# Just passed my EMT class....



## code3suby (Dec 17, 2010)

I was wondering what practice exam books are popular, and would help me prepare for the nremt exam.  I have seen a few at local book stores, but i read some reviews stating that they are out dated.  Any help would be great!! thanks.


----------



## Hypochondriac (Dec 17, 2010)

code3suby said:


> I was wondering what practice exam books are popular, and would help me prepare for the nremt exam.  I have seen a few at local book stores, but i read some reviews stating that they are out dated.  Any help would be great!! thanks.



Which text book did you use in class? We used Brady Emergency Care. So the practice book for that seems to be "Success for the EMT" There is also www.emtb.com that has a few practice questions


----------



## code3suby (Dec 20, 2010)

Hypochondriac said:


> Which text book did you use in class?

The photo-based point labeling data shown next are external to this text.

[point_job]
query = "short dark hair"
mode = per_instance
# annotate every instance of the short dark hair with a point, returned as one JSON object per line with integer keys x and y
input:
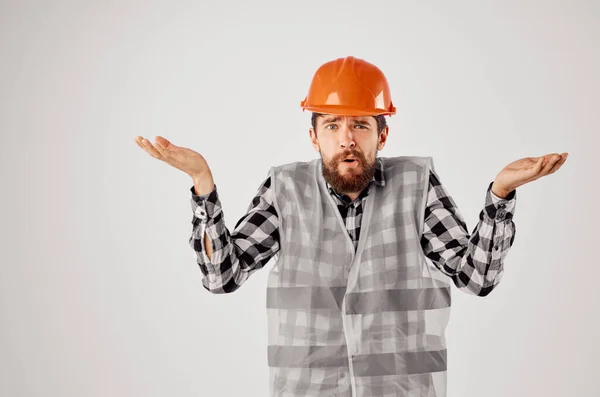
{"x": 381, "y": 121}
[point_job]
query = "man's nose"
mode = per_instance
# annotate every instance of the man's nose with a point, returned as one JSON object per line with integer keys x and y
{"x": 346, "y": 137}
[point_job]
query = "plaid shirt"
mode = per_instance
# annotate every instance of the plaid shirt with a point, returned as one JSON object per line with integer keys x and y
{"x": 474, "y": 262}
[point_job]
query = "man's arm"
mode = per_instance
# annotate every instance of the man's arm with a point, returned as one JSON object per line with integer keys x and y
{"x": 474, "y": 262}
{"x": 228, "y": 259}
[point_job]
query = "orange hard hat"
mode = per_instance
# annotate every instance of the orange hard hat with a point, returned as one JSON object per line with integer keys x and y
{"x": 349, "y": 87}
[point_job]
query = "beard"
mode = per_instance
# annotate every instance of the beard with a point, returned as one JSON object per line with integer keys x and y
{"x": 353, "y": 179}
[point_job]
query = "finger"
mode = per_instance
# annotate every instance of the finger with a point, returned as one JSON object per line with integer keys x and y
{"x": 138, "y": 140}
{"x": 161, "y": 149}
{"x": 558, "y": 163}
{"x": 165, "y": 143}
{"x": 151, "y": 149}
{"x": 550, "y": 163}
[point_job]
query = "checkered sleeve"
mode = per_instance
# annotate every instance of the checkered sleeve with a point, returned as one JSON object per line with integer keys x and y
{"x": 237, "y": 254}
{"x": 474, "y": 262}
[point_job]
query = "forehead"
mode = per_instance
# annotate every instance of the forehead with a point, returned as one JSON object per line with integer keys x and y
{"x": 330, "y": 118}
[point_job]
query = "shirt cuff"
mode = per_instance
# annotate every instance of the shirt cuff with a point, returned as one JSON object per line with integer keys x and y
{"x": 500, "y": 208}
{"x": 205, "y": 206}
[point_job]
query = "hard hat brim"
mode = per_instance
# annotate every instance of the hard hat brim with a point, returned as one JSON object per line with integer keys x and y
{"x": 347, "y": 111}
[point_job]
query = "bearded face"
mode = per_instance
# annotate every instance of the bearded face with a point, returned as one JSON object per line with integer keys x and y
{"x": 349, "y": 171}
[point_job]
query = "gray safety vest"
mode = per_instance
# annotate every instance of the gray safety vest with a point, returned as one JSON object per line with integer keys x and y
{"x": 366, "y": 323}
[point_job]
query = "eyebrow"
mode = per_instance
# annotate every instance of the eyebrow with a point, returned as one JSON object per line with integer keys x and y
{"x": 337, "y": 118}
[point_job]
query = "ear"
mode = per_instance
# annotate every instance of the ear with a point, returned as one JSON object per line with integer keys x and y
{"x": 313, "y": 139}
{"x": 383, "y": 138}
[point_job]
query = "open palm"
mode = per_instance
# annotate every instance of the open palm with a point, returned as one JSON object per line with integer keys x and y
{"x": 529, "y": 169}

We used Brady Emergency Care. So the practice book for that seems to be "Success for the EMT" There is also www.emtb.com that has a few practice questions



We used "Emergency Care and Transportation of the Sick and Injured" by AAOS.. I was looking at some practice exam books from Barnes and Nobles, but they are about $50... I was just wondering if anybody on here would know which one has the most success in helping pass the national exam.. thanks!!


----------



## RoadZOmbie (Dec 20, 2010)

Have u taken a look at the jb learning test prep for the emt basic? We used the AAOS orange 10th edition and it helped out alot when it came to quiz time.


----------



## code3suby (Dec 20, 2010)

RoadZOmbie said:


> Have u taken a look at the jb learning test prep for the emt basic? We used the AAOS orange 10th edition and it helped out alot when it came to quiz time.

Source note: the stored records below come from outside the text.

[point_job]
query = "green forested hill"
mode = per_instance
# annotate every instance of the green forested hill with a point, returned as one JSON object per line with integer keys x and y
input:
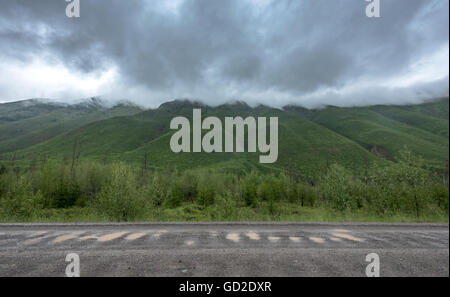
{"x": 308, "y": 139}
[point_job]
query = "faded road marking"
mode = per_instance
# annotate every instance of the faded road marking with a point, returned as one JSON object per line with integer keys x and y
{"x": 66, "y": 237}
{"x": 253, "y": 235}
{"x": 111, "y": 236}
{"x": 317, "y": 239}
{"x": 348, "y": 236}
{"x": 134, "y": 236}
{"x": 33, "y": 240}
{"x": 233, "y": 237}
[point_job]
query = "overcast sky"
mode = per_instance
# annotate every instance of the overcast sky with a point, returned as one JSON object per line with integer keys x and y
{"x": 307, "y": 52}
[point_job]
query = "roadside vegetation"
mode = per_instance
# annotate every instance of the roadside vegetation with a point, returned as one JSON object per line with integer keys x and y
{"x": 90, "y": 191}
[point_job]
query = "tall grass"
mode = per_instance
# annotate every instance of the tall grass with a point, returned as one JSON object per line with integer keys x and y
{"x": 93, "y": 191}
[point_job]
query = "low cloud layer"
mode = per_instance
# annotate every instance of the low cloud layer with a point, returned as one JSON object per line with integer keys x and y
{"x": 306, "y": 52}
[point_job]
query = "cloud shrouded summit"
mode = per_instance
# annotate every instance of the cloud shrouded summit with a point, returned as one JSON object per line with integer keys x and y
{"x": 309, "y": 52}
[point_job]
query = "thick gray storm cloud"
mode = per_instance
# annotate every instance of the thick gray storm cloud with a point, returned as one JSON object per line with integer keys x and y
{"x": 308, "y": 52}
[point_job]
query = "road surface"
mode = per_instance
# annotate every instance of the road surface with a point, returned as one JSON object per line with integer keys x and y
{"x": 224, "y": 249}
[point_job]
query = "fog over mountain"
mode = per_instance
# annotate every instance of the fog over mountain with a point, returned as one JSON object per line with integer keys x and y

i have not... is that part of the emszone website that corresponds with the book?


----------



## Aprz (Dec 20, 2010)

I recommend just walking in and taking the test unless it's been awhile since you graduated, which it doesn't sound like it. I notice that the shorter time between taking the NREMT and passing EMT, the more people pass. The EMT class itself is probably the best way to prepare, and the longer you wait, the more you'll forget, and the more likely you'll fail. At least that's what I have observed.


----------



## CodyHolt83 (Dec 20, 2010)

I loved using EMTB.Com.   It was more helpful than the book, in my opinion, during the NREMT exam.  I used the "Registry Review'' section and only went 89 questions.  It really made me feel like I knew the material, and the question format was dead-on!  Good luck.


----------



## RoadZOmbie (Dec 20, 2010)

code3suby said:


> i have not... is that part of the emszone website that corresponds with the book?

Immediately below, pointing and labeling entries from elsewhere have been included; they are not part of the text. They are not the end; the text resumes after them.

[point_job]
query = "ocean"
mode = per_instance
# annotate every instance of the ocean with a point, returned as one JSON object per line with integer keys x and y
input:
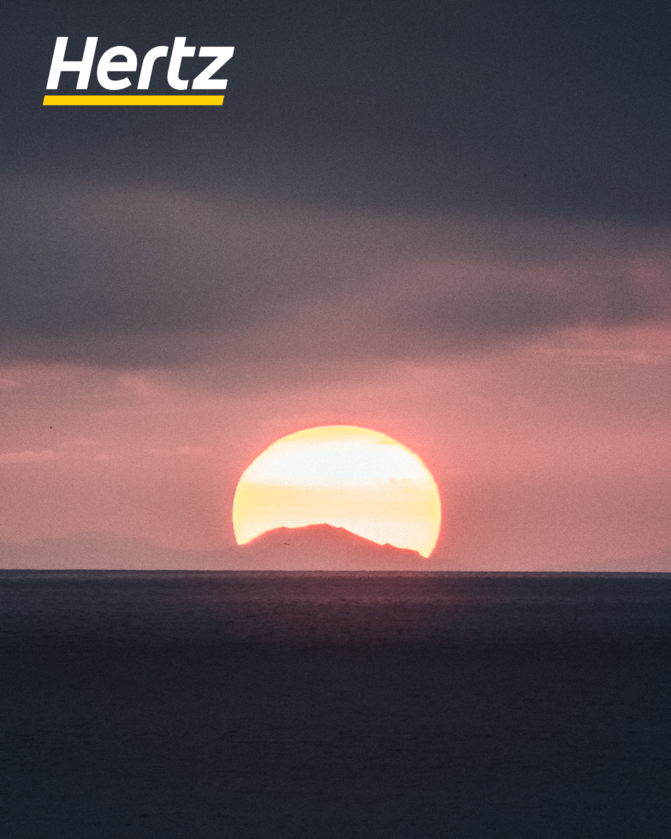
{"x": 334, "y": 706}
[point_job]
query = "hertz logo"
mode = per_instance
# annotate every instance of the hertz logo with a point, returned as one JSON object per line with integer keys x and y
{"x": 122, "y": 60}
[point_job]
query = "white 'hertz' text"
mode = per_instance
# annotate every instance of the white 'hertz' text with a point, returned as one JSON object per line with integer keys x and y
{"x": 116, "y": 63}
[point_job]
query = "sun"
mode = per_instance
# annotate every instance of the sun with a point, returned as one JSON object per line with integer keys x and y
{"x": 344, "y": 476}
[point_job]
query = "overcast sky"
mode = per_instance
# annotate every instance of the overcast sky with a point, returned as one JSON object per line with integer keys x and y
{"x": 446, "y": 221}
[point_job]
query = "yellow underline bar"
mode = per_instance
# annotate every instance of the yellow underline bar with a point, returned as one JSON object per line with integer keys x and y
{"x": 133, "y": 100}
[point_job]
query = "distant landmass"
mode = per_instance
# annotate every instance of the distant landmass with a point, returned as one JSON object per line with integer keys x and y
{"x": 318, "y": 547}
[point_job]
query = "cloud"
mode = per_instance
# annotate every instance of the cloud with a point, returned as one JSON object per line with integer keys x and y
{"x": 142, "y": 276}
{"x": 28, "y": 456}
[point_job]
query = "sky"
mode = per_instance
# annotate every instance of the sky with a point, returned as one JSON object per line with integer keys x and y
{"x": 449, "y": 222}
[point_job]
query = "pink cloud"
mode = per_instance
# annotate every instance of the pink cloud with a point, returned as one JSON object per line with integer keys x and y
{"x": 28, "y": 456}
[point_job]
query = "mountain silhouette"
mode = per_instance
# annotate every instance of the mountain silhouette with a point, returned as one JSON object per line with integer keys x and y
{"x": 328, "y": 548}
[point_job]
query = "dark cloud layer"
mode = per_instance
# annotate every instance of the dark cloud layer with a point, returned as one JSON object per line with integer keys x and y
{"x": 557, "y": 107}
{"x": 119, "y": 275}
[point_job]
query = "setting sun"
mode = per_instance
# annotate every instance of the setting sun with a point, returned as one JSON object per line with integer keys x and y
{"x": 344, "y": 476}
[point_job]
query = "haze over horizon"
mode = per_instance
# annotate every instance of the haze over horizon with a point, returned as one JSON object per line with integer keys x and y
{"x": 446, "y": 223}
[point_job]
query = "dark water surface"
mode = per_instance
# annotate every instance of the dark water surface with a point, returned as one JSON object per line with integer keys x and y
{"x": 377, "y": 706}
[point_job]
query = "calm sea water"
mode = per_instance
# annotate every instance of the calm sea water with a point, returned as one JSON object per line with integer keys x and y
{"x": 319, "y": 705}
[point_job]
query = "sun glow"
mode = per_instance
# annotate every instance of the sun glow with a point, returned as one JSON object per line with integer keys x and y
{"x": 344, "y": 476}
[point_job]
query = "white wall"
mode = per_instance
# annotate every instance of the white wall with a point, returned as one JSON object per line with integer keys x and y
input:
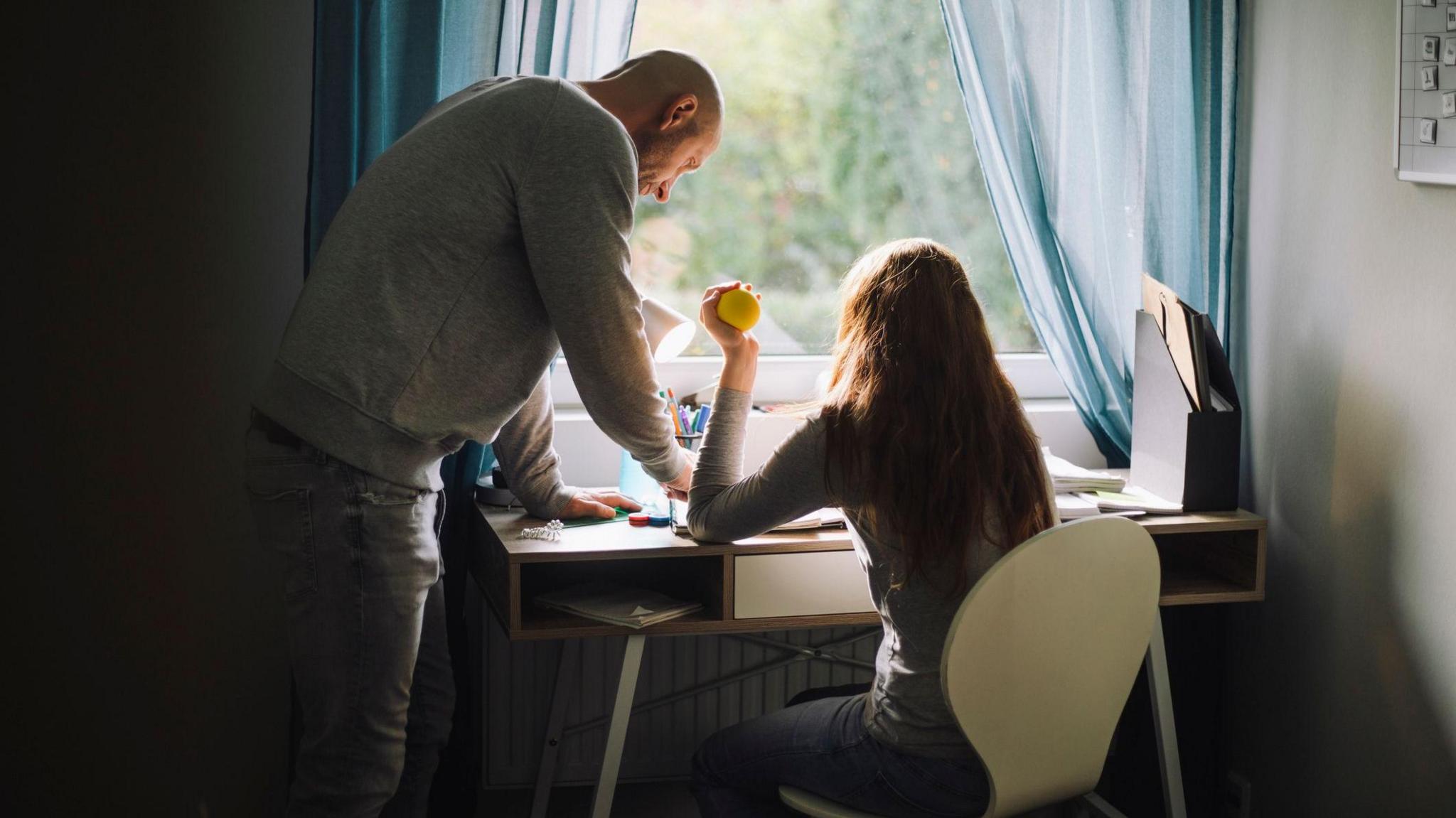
{"x": 161, "y": 227}
{"x": 1343, "y": 684}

Not directly, but the JB TEST PREP. is associated with the AAOS books. It's 33.95. There's a good amount of material on every category you will be tested on.

http://www.jblearning.com/catalog/9780763757830/


----------



## code3suby (Dec 20, 2010)

Thanks guys!! I will look into all of this... Aprz, you are right I'm scheduling a test date for the next opening date. Thanks again, I will let you all know how I did.


----------



## BalvinoEMT (Dec 29, 2010)

CodyHolt83 said:


> I loved using EMTB.Com.   It was more helpful than the book, in my opinion, during the NREMT exam.  I used the "Registry Review'' section and only went 89 questions.  It really made me feel like I knew the material, and the question format was dead-on!  Good luck.



I agree


----------